I remember the telling so clearly — where I stood, how I said it, how I specifically made eye contact for emphasis. But to the listener(s), it’s a vague, hazy event at best, nothing that really stood out in the flood of daily sound bytes.

It’s easy, as a teacher (or parent), to leap to the conclusion that our teenagers are intentionally forgetting, or worse yet, not listening to us in the first place. We become angry and frustrated, and the situation can quickly deteriorate.

But would we feel differently if we recognized that forgetting is simply part of how our brains work?

Over 100 years ago, Hermann Ebbinghaus revealed the “forgetting curve,” and it’s been confirmed repeatedly by psych research. In general, people forget about 70% of what they are told within 24 hours if they don’t intentionally review or use the information.

It’s our brain’s way of paring down unimportant information and keeping us efficient. (Thanks, brain!)

The internet is filled with tricks for overcoming the “forgetting curve” and training yourself to remember better: Take notes longhand. Think about how what you’re hearing applies to your life. Review your notes within a few hours. Explain what you learned to a colleague or friend.

Those are all solid strategies — but they only work for a motivated learner. They only work if you really want to remember. Not necessarily true for all of our students.
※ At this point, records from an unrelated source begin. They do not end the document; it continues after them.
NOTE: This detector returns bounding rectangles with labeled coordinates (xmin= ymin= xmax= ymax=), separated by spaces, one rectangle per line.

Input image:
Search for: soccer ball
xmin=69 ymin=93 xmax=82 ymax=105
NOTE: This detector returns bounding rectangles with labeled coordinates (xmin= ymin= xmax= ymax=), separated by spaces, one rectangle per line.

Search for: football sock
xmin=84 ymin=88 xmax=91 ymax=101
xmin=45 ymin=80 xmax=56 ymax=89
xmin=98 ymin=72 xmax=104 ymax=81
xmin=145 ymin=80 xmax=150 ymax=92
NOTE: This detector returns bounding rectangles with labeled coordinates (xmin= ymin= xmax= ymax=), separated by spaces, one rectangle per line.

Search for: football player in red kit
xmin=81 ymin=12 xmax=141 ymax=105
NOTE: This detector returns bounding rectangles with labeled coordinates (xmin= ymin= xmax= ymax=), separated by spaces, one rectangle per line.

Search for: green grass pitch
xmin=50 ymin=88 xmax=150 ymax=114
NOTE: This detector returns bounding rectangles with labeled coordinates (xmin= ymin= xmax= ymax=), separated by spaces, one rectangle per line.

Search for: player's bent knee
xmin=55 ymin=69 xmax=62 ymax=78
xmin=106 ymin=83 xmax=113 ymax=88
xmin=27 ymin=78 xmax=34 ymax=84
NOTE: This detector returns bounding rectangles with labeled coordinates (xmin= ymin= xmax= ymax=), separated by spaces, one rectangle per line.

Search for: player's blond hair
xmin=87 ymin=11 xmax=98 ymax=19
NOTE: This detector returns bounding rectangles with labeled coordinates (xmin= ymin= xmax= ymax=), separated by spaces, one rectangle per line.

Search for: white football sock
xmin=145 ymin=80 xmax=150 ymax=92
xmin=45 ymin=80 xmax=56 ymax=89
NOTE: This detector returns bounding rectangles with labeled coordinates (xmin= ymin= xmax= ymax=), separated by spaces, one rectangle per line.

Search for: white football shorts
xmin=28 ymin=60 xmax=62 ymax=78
So how can we overcome the “forgetting curve” and trick our students into remembering what they’ve learned? And can we get them to build lasting memories — or is June the best we can hope for? (According to this EdWeek article, even students who master material for final exams mostly forget it by September.)

The answer lies in understanding the way memory works — and why some memories hold up over time.

First, consider why some things are easy to remember. It’s easy to remember the route you took to school or work, especially if it was different than your usual route. It’s also easy to remember an argument you had with a friend — thinking about reasoning seems to tap into a deeper level of processing, and emotion sears events into memory. It’s also easy to remember a compelling story. It’s been years since I read The Kite Runner, but I still remember the most minute details, like how the kite flyers hands bled from controlling the strings coated in broken glass.

The common denominators? We remember experiences better than words, novelty better than routine, details better than summaries, and things that are deeply meaningful to us we remember best of all. These all happen without extra effort on our part.

We can use all of these observations to build better “remembering” in our students.

If we want students to deeply encode what they are learning, we should let them experience what they’re learning — through simulations and debates, for example — rather than lecturing them.

We should also make learning events emotionally compelling — by using detailed stories or giving students the opportunity to discuss and share their own ideas. 

And we can make learning relevant. One study — I came across it in Make Me! — found teachers only explain relevance to their students about 3% of the time. 

Not only will our students remember better, but we’ll be a lot less frustrated.